Der Kontrast zwischen Mensch und Natur, zwischen Stadt und Land, zwischen archaischen Strukturen und moderner Welt, zwischen Prinzipientreue und Profitdenken bestimmt nicht zum ersten Mal einen Roman von Tschingis Aitmatow, dessen Werke fast alle in Kirgisien spielen und dessen Natur, seine Menschen und ihre Lebensumstände beschreiben, alte Mythen, Sagen und Legenden mit aktuellen Problemen verknüpfend.
Showdown im Gebirge
Arsens Onkel Bektur organisiert für reiche arabische Prinzen eine Jagd auf Schneeleoparden. Taschafghan, ein ehemaliger Afghanistan-Kämpfer und Schulfreund von Arsen, hat von dieser Expedition erfahren und plant einen Coup. Mit Arsens Hilfe will er die Araber kidnappen und 20 Millionen Dollar erpressen.

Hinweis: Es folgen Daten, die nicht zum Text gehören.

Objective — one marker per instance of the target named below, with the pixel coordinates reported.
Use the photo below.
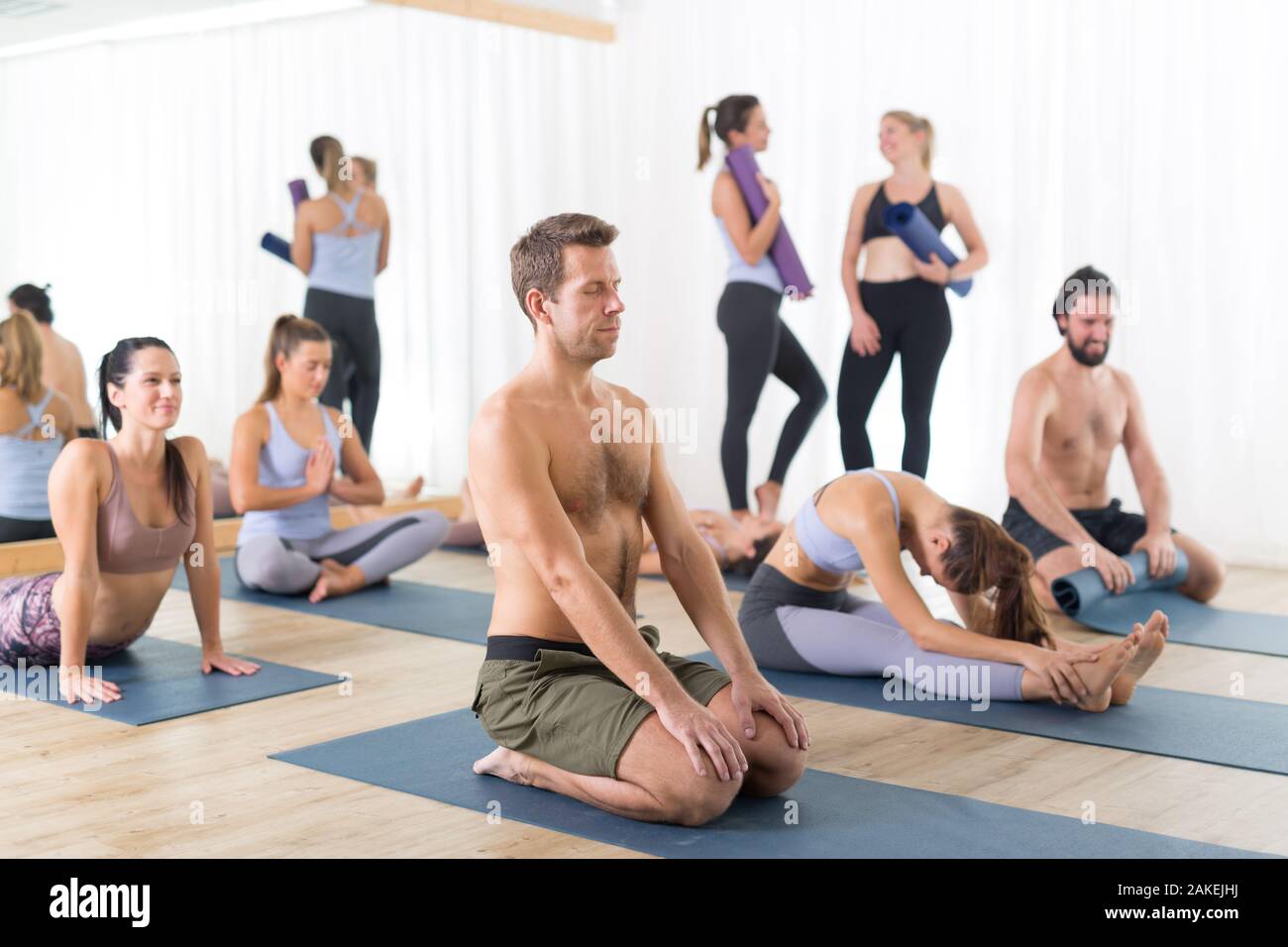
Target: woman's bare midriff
(803, 571)
(888, 260)
(124, 604)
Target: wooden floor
(89, 788)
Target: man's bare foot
(767, 500)
(1153, 638)
(1100, 674)
(510, 766)
(336, 579)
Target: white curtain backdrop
(1142, 137)
(142, 174)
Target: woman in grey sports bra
(798, 613)
(128, 510)
(286, 453)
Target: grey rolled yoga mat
(161, 681)
(1083, 596)
(822, 815)
(426, 609)
(1225, 731)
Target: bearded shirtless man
(570, 684)
(1070, 412)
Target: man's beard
(1082, 357)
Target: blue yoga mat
(911, 226)
(1225, 731)
(1083, 596)
(161, 681)
(426, 609)
(277, 247)
(838, 815)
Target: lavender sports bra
(125, 545)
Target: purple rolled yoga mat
(277, 247)
(782, 252)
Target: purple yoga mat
(782, 252)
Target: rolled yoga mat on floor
(832, 815)
(911, 226)
(425, 609)
(1225, 731)
(161, 681)
(782, 252)
(1083, 596)
(277, 247)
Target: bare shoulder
(193, 454)
(84, 454)
(626, 395)
(1037, 381)
(256, 416)
(866, 192)
(502, 415)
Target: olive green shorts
(570, 710)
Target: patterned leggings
(29, 624)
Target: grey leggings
(794, 628)
(290, 567)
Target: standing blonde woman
(900, 304)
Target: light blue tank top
(347, 264)
(25, 467)
(824, 548)
(739, 270)
(281, 464)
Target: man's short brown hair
(536, 260)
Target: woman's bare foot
(336, 579)
(1153, 638)
(1100, 674)
(510, 766)
(767, 500)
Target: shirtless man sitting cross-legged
(1070, 412)
(570, 684)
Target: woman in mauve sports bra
(127, 512)
(798, 615)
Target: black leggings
(761, 343)
(355, 355)
(22, 530)
(913, 318)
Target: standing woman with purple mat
(342, 241)
(759, 341)
(900, 305)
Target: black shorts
(1109, 526)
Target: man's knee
(699, 799)
(1207, 574)
(773, 764)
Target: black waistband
(524, 647)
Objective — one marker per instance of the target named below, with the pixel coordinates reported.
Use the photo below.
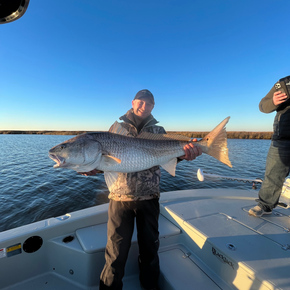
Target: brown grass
(230, 134)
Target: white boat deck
(207, 241)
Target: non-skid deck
(207, 241)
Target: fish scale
(113, 153)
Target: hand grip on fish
(116, 152)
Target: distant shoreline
(193, 134)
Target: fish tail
(215, 143)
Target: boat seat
(94, 238)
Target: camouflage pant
(120, 231)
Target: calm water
(32, 190)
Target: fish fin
(215, 143)
(117, 128)
(110, 160)
(166, 137)
(110, 178)
(170, 166)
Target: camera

Arsen gerät zwischen die Fronten. Er will weder der Handlanger des armen Banditen, noch der der reichen Jagdgesellschaft werden. Im Gebirge kommt es schließlich zum Showdown. Eine wilde Schießerei entbrennt. Arsen und Dschaa-Bars werden tödlich getroffen. "Es war, als ob sie nun ein Paar bildeten" - der sterbende Mensch und das wilde Tier -, schreibt Aitmatow.
Unbedingte Liebe
"Der Schneeleopard" ist ein gesellschaftskritischer Roman. Er zeigt ein Kirgisien im Übergang, eine Gesellschaft voller Spannungen, geprägt von einem krassen Stadt-Land-Gefälle; ein "präkapitalistisches System", wie Aitmatow sagt, wo rücksichtslose Geschäftemacherei und neureiche Präpotenz auf bittere Armut und Perspektivlosigkeit stoßen.
Vor allem aber ist "Der Schneeleopard" ein Liebesroman - bzw. ein Roman über die Idee der unbedingten Liebe. Nachdem Arsen die Hoffnungen auf ein Happy-end mit Aidana aufgeben muss, findet er zuletzt doch noch die große Liebe. Die Begegnung mit Elesa wird für ihn zu einer Offenbarung. Pathetisch wird das unverhoffte Glück beschrieben.
Der Himmel schmiegte sich an sie beide und ergötzte sich an ihnen. Virtuell waren sie schon nicht mehr im Hier und Jetzt, sondern schwebten im Schwindel erregenden und unendlichen Kosmos. (...) Die Blumen im Kreis um sie neigten sich rücklings im heftigen Wind und erstarben gebändigt in weicher Harmonie. Die ganze Natur nahm an ihrer Liebe Anteil.
Schicksal und Erlösung
"Wenn Berge einstürzen. Die ewige Braut", wie die wörtliche Übersetzung des Originaltitels von Aitmatows jüngstem Roman lautet, ist die Paraphrase eines tief romantischen Konzepts von Liebe und Treue, das erst im Tod seine Erfüllung findet. Durch Elesa wird Arsen von seinem Paria-Dasein erlöst, in ihr findet er schließlich doch noch seine "ewige Braut", die seinen Idealismus bewahren und weitertragen wird.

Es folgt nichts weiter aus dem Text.